1. Da imediata reposição da defasagem salarial (inflação de 2020 e 2021) que já acumula 12%.

  1. Da manutenção das alíquotas progressivas e a não implementação da alíquota de 14% no desconto salarial ao SIMPREVI;
  1. Da manutenção das regras de aposentadoria e pensão em vigor na LOM e na LC n° 131/2001.
  1. Da suspensão da segunda votação da Emenda 158/2021 à LOM e a abertura de uma mesa de negociação entre a Administração Municipal, o Sindicato, o Conselho de Gestão do SIMPREVI e a Câmara de Vereadores, para fazermos um profundo estudo do SIMPREVI e construirmos de forma dialogada e acordada entre todas as partes, com debate e a aprovação das eventuais alterações necessárias em assembleia dos servidores municipais ativos, aposentados e pensionistas, respeitando também os direitos e a vida dos servidores municipais e não só os interesses dos agentes políticos. Os servidores municipais também são cidadãos e cidadãs desse Município e uma das principais forças produtivas da nossa economia e do nosso desenvolvimento; temos o direito de conhecer e participar das decisões que afetam diretamente nossas vidas.

É o SIMPREVI que tem financiado o Município e a segregação de massas é um duplo calote: nos servidores municipais e na prefeitura.

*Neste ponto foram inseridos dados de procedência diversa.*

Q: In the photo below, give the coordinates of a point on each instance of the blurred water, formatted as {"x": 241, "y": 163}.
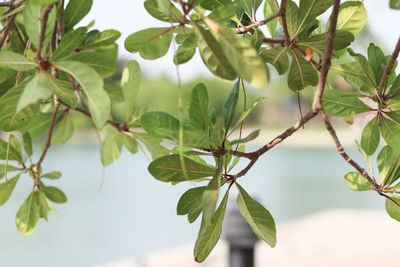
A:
{"x": 134, "y": 214}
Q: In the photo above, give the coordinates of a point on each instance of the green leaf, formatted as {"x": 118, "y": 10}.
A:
{"x": 210, "y": 196}
{"x": 198, "y": 107}
{"x": 371, "y": 136}
{"x": 395, "y": 4}
{"x": 130, "y": 83}
{"x": 390, "y": 132}
{"x": 190, "y": 203}
{"x": 376, "y": 59}
{"x": 355, "y": 181}
{"x": 35, "y": 90}
{"x": 8, "y": 152}
{"x": 54, "y": 194}
{"x": 51, "y": 175}
{"x": 151, "y": 43}
{"x": 292, "y": 17}
{"x": 245, "y": 114}
{"x": 393, "y": 208}
{"x": 14, "y": 61}
{"x": 338, "y": 103}
{"x": 27, "y": 140}
{"x": 309, "y": 10}
{"x": 92, "y": 85}
{"x": 352, "y": 16}
{"x": 253, "y": 135}
{"x": 69, "y": 43}
{"x": 155, "y": 10}
{"x": 75, "y": 11}
{"x": 33, "y": 23}
{"x": 259, "y": 219}
{"x": 240, "y": 54}
{"x": 210, "y": 232}
{"x": 301, "y": 73}
{"x": 7, "y": 188}
{"x": 230, "y": 105}
{"x": 62, "y": 89}
{"x": 168, "y": 168}
{"x": 212, "y": 54}
{"x": 277, "y": 56}
{"x": 28, "y": 215}
{"x": 111, "y": 147}
{"x": 64, "y": 130}
{"x": 104, "y": 38}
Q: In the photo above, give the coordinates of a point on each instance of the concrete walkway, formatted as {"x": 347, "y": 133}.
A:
{"x": 344, "y": 238}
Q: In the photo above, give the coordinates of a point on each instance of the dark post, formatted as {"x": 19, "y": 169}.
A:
{"x": 240, "y": 237}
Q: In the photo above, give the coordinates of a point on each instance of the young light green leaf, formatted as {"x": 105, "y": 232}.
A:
{"x": 92, "y": 85}
{"x": 28, "y": 215}
{"x": 130, "y": 83}
{"x": 355, "y": 181}
{"x": 190, "y": 203}
{"x": 392, "y": 206}
{"x": 150, "y": 43}
{"x": 111, "y": 147}
{"x": 230, "y": 105}
{"x": 168, "y": 168}
{"x": 35, "y": 90}
{"x": 352, "y": 16}
{"x": 198, "y": 107}
{"x": 62, "y": 89}
{"x": 337, "y": 103}
{"x": 259, "y": 219}
{"x": 7, "y": 188}
{"x": 301, "y": 73}
{"x": 277, "y": 56}
{"x": 14, "y": 61}
{"x": 240, "y": 54}
{"x": 51, "y": 175}
{"x": 54, "y": 194}
{"x": 69, "y": 43}
{"x": 209, "y": 233}
{"x": 64, "y": 130}
{"x": 212, "y": 54}
{"x": 75, "y": 11}
{"x": 371, "y": 136}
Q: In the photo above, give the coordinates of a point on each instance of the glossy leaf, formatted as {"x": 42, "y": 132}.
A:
{"x": 198, "y": 107}
{"x": 277, "y": 56}
{"x": 190, "y": 203}
{"x": 212, "y": 54}
{"x": 168, "y": 168}
{"x": 241, "y": 55}
{"x": 75, "y": 11}
{"x": 230, "y": 105}
{"x": 14, "y": 61}
{"x": 28, "y": 215}
{"x": 35, "y": 90}
{"x": 371, "y": 136}
{"x": 259, "y": 219}
{"x": 7, "y": 188}
{"x": 130, "y": 83}
{"x": 352, "y": 16}
{"x": 301, "y": 73}
{"x": 92, "y": 85}
{"x": 355, "y": 181}
{"x": 337, "y": 103}
{"x": 69, "y": 43}
{"x": 210, "y": 233}
{"x": 150, "y": 43}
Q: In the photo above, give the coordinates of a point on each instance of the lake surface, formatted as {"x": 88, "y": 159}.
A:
{"x": 134, "y": 214}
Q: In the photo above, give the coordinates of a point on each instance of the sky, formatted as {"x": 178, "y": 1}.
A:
{"x": 129, "y": 16}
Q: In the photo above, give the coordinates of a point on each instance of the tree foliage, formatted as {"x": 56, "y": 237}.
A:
{"x": 51, "y": 68}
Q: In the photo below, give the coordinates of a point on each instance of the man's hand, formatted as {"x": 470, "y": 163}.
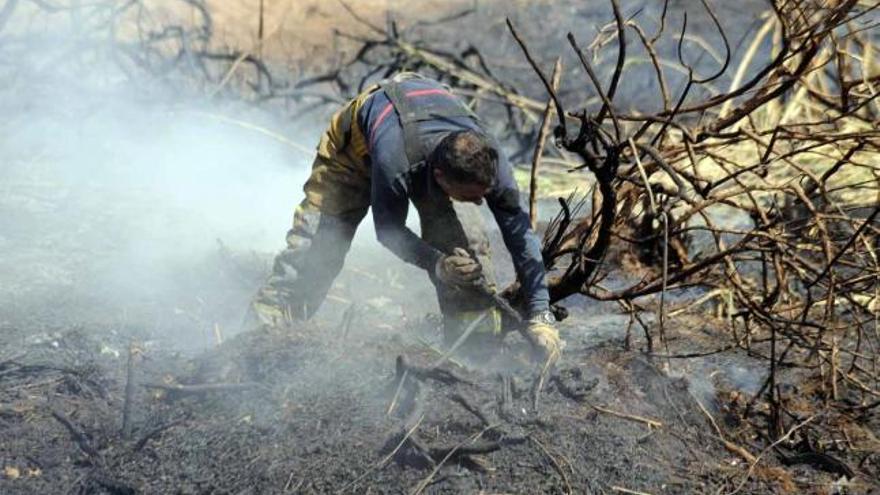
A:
{"x": 545, "y": 338}
{"x": 459, "y": 269}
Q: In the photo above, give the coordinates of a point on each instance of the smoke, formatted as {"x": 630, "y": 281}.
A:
{"x": 147, "y": 199}
{"x": 114, "y": 191}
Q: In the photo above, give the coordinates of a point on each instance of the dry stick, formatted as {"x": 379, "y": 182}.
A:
{"x": 425, "y": 482}
{"x": 769, "y": 447}
{"x": 730, "y": 446}
{"x": 468, "y": 331}
{"x": 560, "y": 113}
{"x": 555, "y": 463}
{"x": 393, "y": 403}
{"x": 620, "y": 489}
{"x": 652, "y": 423}
{"x": 385, "y": 459}
{"x": 539, "y": 148}
{"x": 82, "y": 441}
{"x": 202, "y": 388}
{"x": 129, "y": 392}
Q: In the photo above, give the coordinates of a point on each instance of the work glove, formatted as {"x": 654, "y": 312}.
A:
{"x": 544, "y": 337}
{"x": 459, "y": 269}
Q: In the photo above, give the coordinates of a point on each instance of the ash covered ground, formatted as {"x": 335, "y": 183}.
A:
{"x": 134, "y": 229}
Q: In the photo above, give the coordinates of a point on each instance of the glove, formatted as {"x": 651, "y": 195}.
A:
{"x": 458, "y": 269}
{"x": 545, "y": 338}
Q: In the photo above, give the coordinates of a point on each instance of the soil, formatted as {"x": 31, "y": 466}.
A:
{"x": 321, "y": 407}
{"x": 124, "y": 371}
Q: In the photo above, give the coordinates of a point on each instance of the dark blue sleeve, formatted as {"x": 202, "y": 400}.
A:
{"x": 520, "y": 239}
{"x": 389, "y": 198}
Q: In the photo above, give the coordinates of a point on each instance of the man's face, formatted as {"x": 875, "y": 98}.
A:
{"x": 464, "y": 192}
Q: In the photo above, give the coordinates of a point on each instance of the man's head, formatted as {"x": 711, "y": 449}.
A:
{"x": 465, "y": 164}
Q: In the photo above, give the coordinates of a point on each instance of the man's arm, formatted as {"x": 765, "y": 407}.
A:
{"x": 390, "y": 204}
{"x": 519, "y": 238}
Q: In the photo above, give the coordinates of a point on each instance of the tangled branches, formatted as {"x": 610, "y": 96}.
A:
{"x": 763, "y": 197}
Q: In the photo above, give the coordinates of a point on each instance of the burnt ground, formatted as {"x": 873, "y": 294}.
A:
{"x": 320, "y": 408}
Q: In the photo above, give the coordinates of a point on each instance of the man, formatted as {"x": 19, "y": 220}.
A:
{"x": 409, "y": 139}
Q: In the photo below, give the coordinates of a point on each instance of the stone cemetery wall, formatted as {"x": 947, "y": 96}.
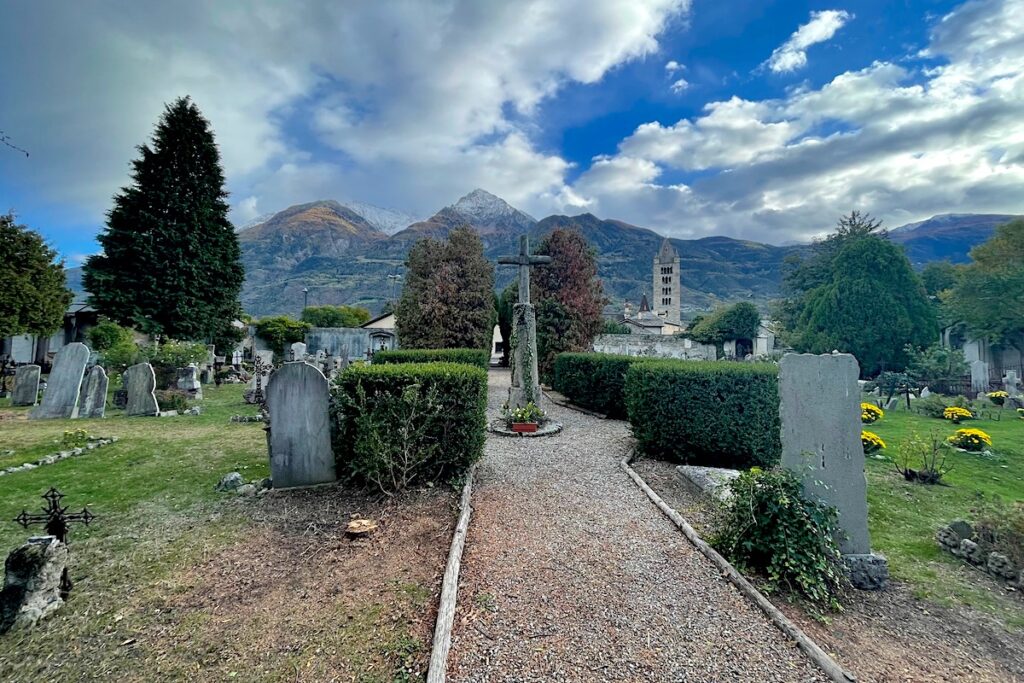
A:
{"x": 654, "y": 346}
{"x": 300, "y": 430}
{"x": 64, "y": 384}
{"x": 26, "y": 386}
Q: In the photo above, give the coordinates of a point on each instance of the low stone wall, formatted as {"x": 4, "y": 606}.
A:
{"x": 655, "y": 346}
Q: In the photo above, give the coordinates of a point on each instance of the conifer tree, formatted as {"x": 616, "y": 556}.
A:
{"x": 171, "y": 262}
{"x": 448, "y": 297}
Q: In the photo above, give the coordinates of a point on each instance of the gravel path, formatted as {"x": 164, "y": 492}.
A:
{"x": 570, "y": 573}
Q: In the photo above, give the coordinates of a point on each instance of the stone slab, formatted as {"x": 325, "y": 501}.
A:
{"x": 300, "y": 429}
{"x": 64, "y": 384}
{"x": 26, "y": 386}
{"x": 140, "y": 382}
{"x": 92, "y": 399}
{"x": 820, "y": 414}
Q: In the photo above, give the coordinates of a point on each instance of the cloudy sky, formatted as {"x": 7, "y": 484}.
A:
{"x": 749, "y": 118}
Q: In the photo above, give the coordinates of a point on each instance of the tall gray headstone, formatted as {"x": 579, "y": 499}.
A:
{"x": 26, "y": 386}
{"x": 820, "y": 413}
{"x": 64, "y": 384}
{"x": 979, "y": 376}
{"x": 92, "y": 400}
{"x": 300, "y": 430}
{"x": 188, "y": 382}
{"x": 140, "y": 383}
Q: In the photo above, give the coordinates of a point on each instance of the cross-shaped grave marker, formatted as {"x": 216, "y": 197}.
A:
{"x": 55, "y": 517}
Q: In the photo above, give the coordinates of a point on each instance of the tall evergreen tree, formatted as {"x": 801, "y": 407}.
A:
{"x": 171, "y": 262}
{"x": 448, "y": 297}
{"x": 33, "y": 296}
{"x": 568, "y": 295}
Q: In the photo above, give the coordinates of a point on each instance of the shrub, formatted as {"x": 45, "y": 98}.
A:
{"x": 928, "y": 456}
{"x": 970, "y": 439}
{"x": 871, "y": 442}
{"x": 470, "y": 356}
{"x": 870, "y": 413}
{"x": 955, "y": 414}
{"x": 594, "y": 381}
{"x": 407, "y": 423}
{"x": 719, "y": 414}
{"x": 770, "y": 525}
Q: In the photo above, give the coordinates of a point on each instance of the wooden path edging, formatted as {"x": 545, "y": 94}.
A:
{"x": 437, "y": 669}
{"x": 804, "y": 642}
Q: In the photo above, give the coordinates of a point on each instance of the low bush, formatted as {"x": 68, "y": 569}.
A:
{"x": 400, "y": 424}
{"x": 594, "y": 381}
{"x": 470, "y": 356}
{"x": 718, "y": 414}
{"x": 769, "y": 525}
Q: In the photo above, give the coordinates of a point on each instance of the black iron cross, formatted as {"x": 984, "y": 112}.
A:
{"x": 56, "y": 518}
{"x": 524, "y": 261}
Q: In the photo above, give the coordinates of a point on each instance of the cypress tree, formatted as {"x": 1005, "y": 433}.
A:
{"x": 171, "y": 262}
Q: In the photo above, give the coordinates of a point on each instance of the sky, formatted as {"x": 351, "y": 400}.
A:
{"x": 752, "y": 119}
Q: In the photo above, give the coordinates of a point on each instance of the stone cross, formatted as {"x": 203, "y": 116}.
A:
{"x": 524, "y": 261}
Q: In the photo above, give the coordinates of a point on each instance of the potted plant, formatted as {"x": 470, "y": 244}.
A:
{"x": 524, "y": 419}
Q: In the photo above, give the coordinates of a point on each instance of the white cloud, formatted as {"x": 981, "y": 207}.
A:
{"x": 792, "y": 54}
{"x": 900, "y": 142}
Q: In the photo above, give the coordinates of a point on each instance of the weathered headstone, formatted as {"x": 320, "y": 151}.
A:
{"x": 32, "y": 583}
{"x": 525, "y": 378}
{"x": 26, "y": 386}
{"x": 64, "y": 385}
{"x": 188, "y": 382}
{"x": 92, "y": 400}
{"x": 300, "y": 430}
{"x": 979, "y": 376}
{"x": 140, "y": 383}
{"x": 820, "y": 416}
{"x": 1012, "y": 383}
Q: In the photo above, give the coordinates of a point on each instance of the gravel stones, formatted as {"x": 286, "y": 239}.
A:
{"x": 570, "y": 573}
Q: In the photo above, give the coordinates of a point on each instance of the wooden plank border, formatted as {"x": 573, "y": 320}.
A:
{"x": 437, "y": 670}
{"x": 832, "y": 669}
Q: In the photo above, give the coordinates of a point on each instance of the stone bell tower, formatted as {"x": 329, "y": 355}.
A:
{"x": 666, "y": 295}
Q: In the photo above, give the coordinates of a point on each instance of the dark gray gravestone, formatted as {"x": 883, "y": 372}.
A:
{"x": 300, "y": 431}
{"x": 26, "y": 386}
{"x": 820, "y": 412}
{"x": 64, "y": 384}
{"x": 140, "y": 383}
{"x": 92, "y": 400}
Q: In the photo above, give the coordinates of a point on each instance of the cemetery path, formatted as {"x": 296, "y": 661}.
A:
{"x": 570, "y": 573}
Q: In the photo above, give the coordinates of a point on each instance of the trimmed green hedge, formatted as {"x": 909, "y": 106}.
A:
{"x": 471, "y": 356}
{"x": 594, "y": 381}
{"x": 407, "y": 423}
{"x": 705, "y": 413}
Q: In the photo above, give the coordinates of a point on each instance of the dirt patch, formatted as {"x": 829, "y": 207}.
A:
{"x": 883, "y": 636}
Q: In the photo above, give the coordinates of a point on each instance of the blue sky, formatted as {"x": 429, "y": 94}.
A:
{"x": 757, "y": 120}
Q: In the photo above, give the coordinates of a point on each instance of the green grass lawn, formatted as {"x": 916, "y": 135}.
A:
{"x": 904, "y": 516}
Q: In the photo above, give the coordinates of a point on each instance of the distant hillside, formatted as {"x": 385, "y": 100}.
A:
{"x": 342, "y": 256}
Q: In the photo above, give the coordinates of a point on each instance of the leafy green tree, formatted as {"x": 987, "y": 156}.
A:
{"x": 33, "y": 294}
{"x": 503, "y": 304}
{"x": 171, "y": 263}
{"x": 335, "y": 316}
{"x": 448, "y": 296}
{"x": 570, "y": 282}
{"x": 988, "y": 297}
{"x": 281, "y": 330}
{"x": 872, "y": 305}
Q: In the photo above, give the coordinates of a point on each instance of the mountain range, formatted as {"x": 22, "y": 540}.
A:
{"x": 345, "y": 252}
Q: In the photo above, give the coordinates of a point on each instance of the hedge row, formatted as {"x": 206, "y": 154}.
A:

                                             

            Hoje, as responsabilidades previdenciárias do Município são todas do SIMPREVI. Os segurados do SIMPREVI, em 31/12/2020, formavam um universo de 4.815 chapecoenses (sendo 67% mulheres): 3.530 servidores ativos (média de 42 anos e R$ 4.007,00 de remuneração permanente), 1.064 aposentados (média de 63 anos e R$ 3.868,00 de aposentadoria) e 221 pensionistas (média de 64 anos e R$ 2.434,00 de pensão).

            A receita mensal (com base de abril de 2020) era de R$ 2,9 milhões da contribuição patronal normal (22%) e R$ 218 mil da contribuição patronal complementar (4,20%); R$ 1,4 milhão da contribuição dos servidores ativos (11%) e R$ 34 mil dos aposentados e pensionistas (11% sobre o excedente ao teto do INSS). No total mensal, uma receita de R$ 4,6 milhões e uma despesa de R$ 4,2 milhões, com sobra mensal de R$ 442 mil.

            Em 31/12/20 o SIMPREVI tinha um ativo (poupança) de R$ 365,1milhões, sendo R$ 81,5 milhões em dívida parcelada da prefeitura, dos quais, R$ 54,9 milhões da contribuição patronal de 2020, permitido o parcelamento pela LC 173/2020. A previsão orçamentária de 2021 é de uma receita total (contribuições e rendimento do ativo) de R$ 106,0 milhões e uma despesa de R$ 66 milhões, com uma sobra para acumulo de poupança de R$ 40,0 milhões.

            Portanto, o SIMPREVI não tem déficit financeiro, tem um ativo financeiro considerável e o déficit atuarial (projeção mínima de 30 anos de receita e despesas, sem alíquota complementar) era de R$ 59,8 milhões em 31/12/2019 e de R$ 318 milhões em 31/12/2020, sendo que essa diferença de déficit atuarial de 2019 para 2020 decorre da redução da taxa de juros parâmetro usado no cálculo atuarial, taxa de 5,86% em 2019 e 5,41% em 2020; além do SIMPREVI não ter déficit financeiro, o déficit atuarial não é grande e é relativo – depende principalmente da política econômica e da economia (juros e rendimento das aplicações do ativo financeiro).

            O déficit atuarial vem sendo gerenciado pela alíquota complementar patronal (conforme LC 355/2009). Em abril de 2020, a alíquota de 4,2% dava uma receita de R$ 218 mil/mensais e R$ 2,8 milhões/ano; em 2021 a alíquota está em 5%. A  alíquota patronal ordinária de 22% é uma obrigação do empregador em qualquer regime previdenciário, inclusive a prefeitura paga 22% ao INSS sobre a folha dos agentes políticos, servidores comissionados, celetistas e ACTS. Mas o SIMPREVI, diferente do INSS, gera uma receita para a prefeitura que é o IRRF descontado da folha de pagamento dos aposentados e pensionistas. Então, ainda é vantajoso para o Município ter o SIMPREVI, porque o IRRF dos aposentados e pensionistas representa um valor maior que os 5% da alíquota complementar.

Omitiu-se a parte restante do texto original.